Выбрать главу

И танцующий божок из Индии, стоявший за стеклом в обильном сокровищами дедовском шкафу, не был всегда один и тот же. Он являл собой то один, то другой образ, танцевал то так, то совсем по-иному. Порой это был именно божок, странная и немного забавная фигурка, какие выделывают и каким поклоняются в чуждых, непонятных странах, у чуждых и непонятных народов.

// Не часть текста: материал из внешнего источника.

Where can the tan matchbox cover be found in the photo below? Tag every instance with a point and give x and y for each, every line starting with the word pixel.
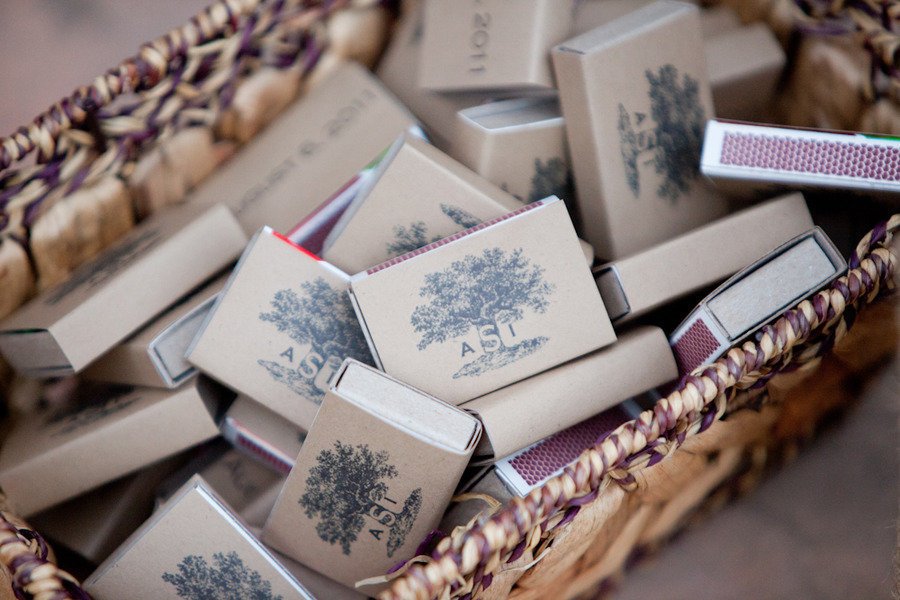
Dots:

Порой это была волшебная вещь, полная значения и несказанно жуткая, требующая жертв, коварная, строгая, опасная, насмешливая, и мне казалось, что он нарочно подстрекает меня посмеяться над ним, чтобы потом совершить надо мной свою месть. Он мог изменять свой взгляд, хотя и был из желтого металла; иногда он норовил скосить глаза. Порой, наконец, он становился всецело символом, не был ни безобразен, ни красив, ни зол, ни добр, ни смешон, ни страшен, но прост, древен и невообразим, как руна, как пятно мха на скале, как рисунок на речном камушке, и за его формой, за его образом и обличьем обитал Бог, таилось Бесконечное, — а его в те годы, в бытность мальчиком, я знал и почитал без всяких имен ничуть не меньше нежели впоследствии, когда я стал именовать его Шивой или Вишну, Богом, Жизнью, Брахманом, Атманом, Дао или Вечной Матерью. Оно было отец и мать, женственно и мужественно, солнце и луна.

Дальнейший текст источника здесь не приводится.